А теперь – в заключение – о муках. После учебы я часто ездил к маме в госпиталь. Было очень тяжело психологически видеть там молодых людей, больных раком. Среди них попадались накачанные, атлетического сложения юноши, у которых, казалось бы, вся жизнь впереди. Это было страшно. Также бросалось в глаза немалое количество евреев. Мне особенно запомнился один из них, постоянно читавший Тору. Я задавал себе вопрос: почему после Холокоста мои соплеменники должны проходить еще и весь этот ужас?! Задавал себе этот вопрос и не находил ответа.
Чтобы все это выдержать, требовались стальные нервы. Несмотря на колоссальный стресс, я к тому времени не курил уже целых 3 года. Я боялся. Такого страха я не испытывал никогда прежде. Sloan Hospital, без всякого преувеличения, напоминал фильм ужасов.  Когда маму в очередной раз направляли в это жуткое место, за ней обычно заезжала машина – car service или ambulance. По дороге мы подхватывали других пасажирок. Вот тогда-то, слушая русскую речь в салоне автомобиля, я вдруг осознал, как много моих бывших соотечественников болеет этой страшной болезнью! Женщины, из разговоров с которыми я узнавал, что они не пили и не курили, вели здоровый образ жизни, воспринимали этот страшный диагноз как гром среди ясного неба...
Я хотел сказать следующее. Все мы – люди одной планеты – связаны между собой незримыми узами. И горе каждого из нас – это общее горе. Проявляя чуткость и понимание, расходуя на ближнего хоть несколько искр доброты, хоть немного человеческого тепла, мы продлеваем и срок собственной жизни. В известной степени это относится и к сроку жизни того или иного этноса.

P.S. Я никогда не слышал чтобы русские евреи критиковали Израиль, - даже евреи завербованные КГБ или ФСБ не позволяли себе критику  в адресс Израиля. Среди американских евреев-политиков полно критикующих Израиль. Так вот, eвреи которые критикуют Израиль делают это из меркантильных интересов. И если уж называть вещи своими именами - это пидарасты, которые идут против своего народа ради денег или продвижения по службе, что равносильно деньгам.

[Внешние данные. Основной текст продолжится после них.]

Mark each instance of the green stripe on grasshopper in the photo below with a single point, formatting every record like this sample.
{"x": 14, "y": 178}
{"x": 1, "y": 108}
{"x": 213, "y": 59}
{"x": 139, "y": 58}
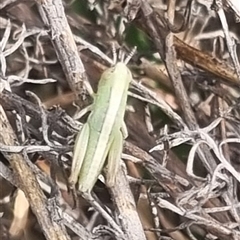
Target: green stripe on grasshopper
{"x": 99, "y": 143}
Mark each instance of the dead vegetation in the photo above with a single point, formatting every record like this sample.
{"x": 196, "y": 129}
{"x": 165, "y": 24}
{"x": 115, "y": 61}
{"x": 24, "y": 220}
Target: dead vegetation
{"x": 180, "y": 177}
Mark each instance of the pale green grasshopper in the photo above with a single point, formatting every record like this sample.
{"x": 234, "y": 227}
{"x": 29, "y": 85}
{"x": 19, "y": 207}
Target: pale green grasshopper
{"x": 100, "y": 141}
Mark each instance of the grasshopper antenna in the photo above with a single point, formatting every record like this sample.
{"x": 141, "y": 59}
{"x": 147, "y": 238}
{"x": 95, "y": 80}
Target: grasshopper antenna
{"x": 114, "y": 51}
{"x": 130, "y": 55}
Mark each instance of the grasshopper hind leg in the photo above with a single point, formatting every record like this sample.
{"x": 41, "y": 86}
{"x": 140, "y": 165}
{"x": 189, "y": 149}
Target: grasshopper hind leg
{"x": 114, "y": 158}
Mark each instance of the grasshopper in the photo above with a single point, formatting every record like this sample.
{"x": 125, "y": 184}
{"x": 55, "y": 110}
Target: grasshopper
{"x": 99, "y": 143}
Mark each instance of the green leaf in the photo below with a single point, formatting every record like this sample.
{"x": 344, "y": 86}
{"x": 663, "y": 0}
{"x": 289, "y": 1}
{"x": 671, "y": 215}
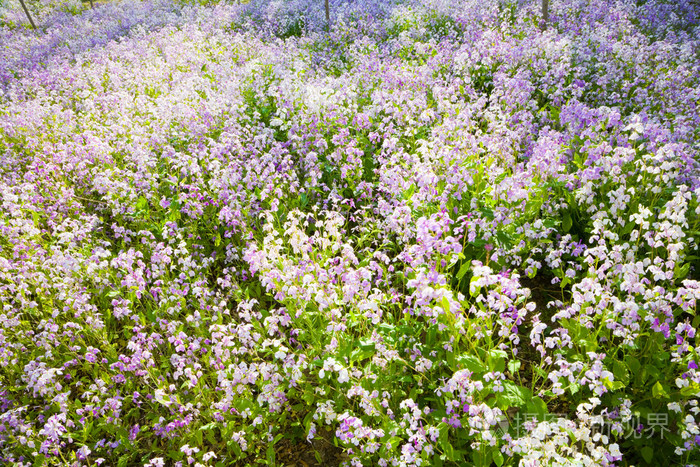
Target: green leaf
{"x": 620, "y": 372}
{"x": 270, "y": 454}
{"x": 471, "y": 363}
{"x": 497, "y": 360}
{"x": 566, "y": 222}
{"x": 629, "y": 227}
{"x": 513, "y": 395}
{"x": 498, "y": 458}
{"x": 463, "y": 270}
{"x": 513, "y": 366}
{"x": 682, "y": 271}
{"x": 658, "y": 391}
{"x": 445, "y": 304}
{"x": 537, "y": 407}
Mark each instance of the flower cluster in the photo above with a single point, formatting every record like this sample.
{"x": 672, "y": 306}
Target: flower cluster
{"x": 226, "y": 227}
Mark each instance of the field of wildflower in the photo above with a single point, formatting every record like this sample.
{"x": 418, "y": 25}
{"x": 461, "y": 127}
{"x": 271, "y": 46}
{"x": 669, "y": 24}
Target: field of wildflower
{"x": 432, "y": 233}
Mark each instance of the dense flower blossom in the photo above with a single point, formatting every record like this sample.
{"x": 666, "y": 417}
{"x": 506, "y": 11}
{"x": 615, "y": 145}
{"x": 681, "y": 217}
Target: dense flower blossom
{"x": 430, "y": 231}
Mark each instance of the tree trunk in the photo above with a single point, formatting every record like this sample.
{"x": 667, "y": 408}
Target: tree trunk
{"x": 31, "y": 21}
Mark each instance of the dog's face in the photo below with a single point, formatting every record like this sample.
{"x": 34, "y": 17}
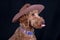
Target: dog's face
{"x": 33, "y": 19}
{"x": 36, "y": 20}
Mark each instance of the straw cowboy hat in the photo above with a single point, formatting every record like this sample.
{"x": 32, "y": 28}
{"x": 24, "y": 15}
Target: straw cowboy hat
{"x": 27, "y": 8}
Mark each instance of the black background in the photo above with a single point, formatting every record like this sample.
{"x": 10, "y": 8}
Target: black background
{"x": 51, "y": 14}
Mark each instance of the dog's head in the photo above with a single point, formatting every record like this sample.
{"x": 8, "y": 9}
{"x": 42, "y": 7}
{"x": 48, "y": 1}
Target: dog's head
{"x": 32, "y": 19}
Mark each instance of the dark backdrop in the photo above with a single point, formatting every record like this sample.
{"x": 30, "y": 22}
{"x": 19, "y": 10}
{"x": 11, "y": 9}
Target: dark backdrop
{"x": 51, "y": 14}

Получается что эти евреи надрессированы управляемой демократией. Щаранского не смогли сломать советские тюрьмы, а этих ломать ненадо они добровольно продали
себя "демократии". Мы имеем дело с новой формой антисемитизма когда одних евреев наускивают на других.
Мне рассказали историю. Медицинкий студент из Израиля проходил практику в одном  Нью Йоркском госпитале. В департменте  работало 3 еврея и один украинец. Все четыре доктoрa были русскоязычные. Так вот, израильтянин подружился с украинцем которого звали Коля.  С глав. врачом Владимиром Липштэйном у израильтянина отношения не сложились. Мало того Липштэйн открыто делал израильтянину всяческие подлости. Коля как то не выдержал и сказал,
- Может хватит Владимир.
На что главрач Липштэйн ответил, обращаясь к израильтянину и показывая рукой на Колю,
-Ты можешь обвинить его в антисемитизме, но ты этого не можешь сказать обо мне.